遅延ストリームによってシミュレーションと出力処理を分離


このエントリで紹介したHaskellのコードでは、遅延ストリームという手法を使っています。

このエントリでは、遅延ストリームとそれを使うメリットについて書きます。

遅延ストリームとは?


遅延ストリームとは、遅延評価される無限リストです。

使っているのは、
output $ take (read (n!!0)) $ simulation ps0
の部分です。

simulation関数の型は
[Particles]->[[Particles]]
となっていて、粒子の初期状態を引数にとり、各ステップでの粒子の状態をリストで返します。

そのリストから、コマンドライン引数で与えたステップ数だけtake関数でとりだし、output関数(アクション)でファイルに出力しています。

このように書くと、取り出すステップ数だけ先に計算して、すべて計算し終わってからまとめて出力されることになりそうですが、Haskellの場合は遅延評価されるので、1ステップずつ評価されてファイルに出力されるのです。

遅延ストリームを使うメリットは?


このように遅延ストリームを使うメリットは、関数のモジュール性を高めて、シミュレーションと出力を完全に分離できることです。
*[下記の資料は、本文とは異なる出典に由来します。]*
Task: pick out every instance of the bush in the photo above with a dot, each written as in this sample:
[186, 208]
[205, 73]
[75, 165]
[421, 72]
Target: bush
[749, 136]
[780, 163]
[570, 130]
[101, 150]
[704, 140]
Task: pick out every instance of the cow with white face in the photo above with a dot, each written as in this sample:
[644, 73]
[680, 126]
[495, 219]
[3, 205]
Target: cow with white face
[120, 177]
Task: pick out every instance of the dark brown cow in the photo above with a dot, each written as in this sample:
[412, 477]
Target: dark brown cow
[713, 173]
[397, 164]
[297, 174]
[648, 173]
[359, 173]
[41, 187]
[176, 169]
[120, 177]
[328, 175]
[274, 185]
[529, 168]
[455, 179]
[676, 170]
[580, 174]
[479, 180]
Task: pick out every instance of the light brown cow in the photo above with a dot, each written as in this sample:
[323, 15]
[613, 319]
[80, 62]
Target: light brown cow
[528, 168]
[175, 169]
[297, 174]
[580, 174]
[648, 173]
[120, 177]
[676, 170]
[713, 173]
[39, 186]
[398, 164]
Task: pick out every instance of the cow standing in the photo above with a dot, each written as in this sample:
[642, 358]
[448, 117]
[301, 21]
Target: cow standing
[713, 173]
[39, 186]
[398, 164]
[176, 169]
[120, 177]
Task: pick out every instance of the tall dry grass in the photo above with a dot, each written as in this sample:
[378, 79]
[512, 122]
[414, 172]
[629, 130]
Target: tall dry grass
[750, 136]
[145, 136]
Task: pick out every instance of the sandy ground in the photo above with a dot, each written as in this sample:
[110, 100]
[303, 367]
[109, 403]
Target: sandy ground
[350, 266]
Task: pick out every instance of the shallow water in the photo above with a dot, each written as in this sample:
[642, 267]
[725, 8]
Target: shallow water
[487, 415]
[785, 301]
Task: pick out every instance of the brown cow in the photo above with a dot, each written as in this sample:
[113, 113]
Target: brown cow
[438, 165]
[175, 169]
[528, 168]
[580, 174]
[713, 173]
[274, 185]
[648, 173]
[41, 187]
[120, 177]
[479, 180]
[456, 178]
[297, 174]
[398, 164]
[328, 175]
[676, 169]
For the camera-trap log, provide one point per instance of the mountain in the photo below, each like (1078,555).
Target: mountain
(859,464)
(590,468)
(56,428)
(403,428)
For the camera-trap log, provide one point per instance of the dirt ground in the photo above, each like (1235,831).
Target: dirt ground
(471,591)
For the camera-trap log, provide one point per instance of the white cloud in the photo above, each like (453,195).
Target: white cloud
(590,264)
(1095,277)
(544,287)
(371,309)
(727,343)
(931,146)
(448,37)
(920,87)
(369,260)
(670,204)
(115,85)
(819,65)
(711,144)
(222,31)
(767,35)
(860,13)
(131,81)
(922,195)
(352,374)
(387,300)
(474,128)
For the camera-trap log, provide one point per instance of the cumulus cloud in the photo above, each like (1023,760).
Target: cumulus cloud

simulation関数とoutput関数はまったく独立していて、たとえば、output関数のみをdisplay関数に差し替えて画面に出力する、ということができます。
display $ simulation ps0

逆に、この処理を遅延評価でない言語、たとえばC++で書くと、
for ( int i = 0 ; i < n; i++ )
  {
    output_particles( p_ps, i );
    simulation( p_ps );
  }
のように、forループの中にシミュレーションと出力を書くことになり、お互いが強く結びついてしまいます。遅延ストリームをなら、このように強く結びつくことを避けられます。

以上のように、遅延ストリームを使うと、関数のモジュール性を高めることができるのです。

OCamlで遅延ストリームは使える?


OCamlも言語に遅延評価の仕組みが含まれているので、同様に遅延ストリームを使うことができます。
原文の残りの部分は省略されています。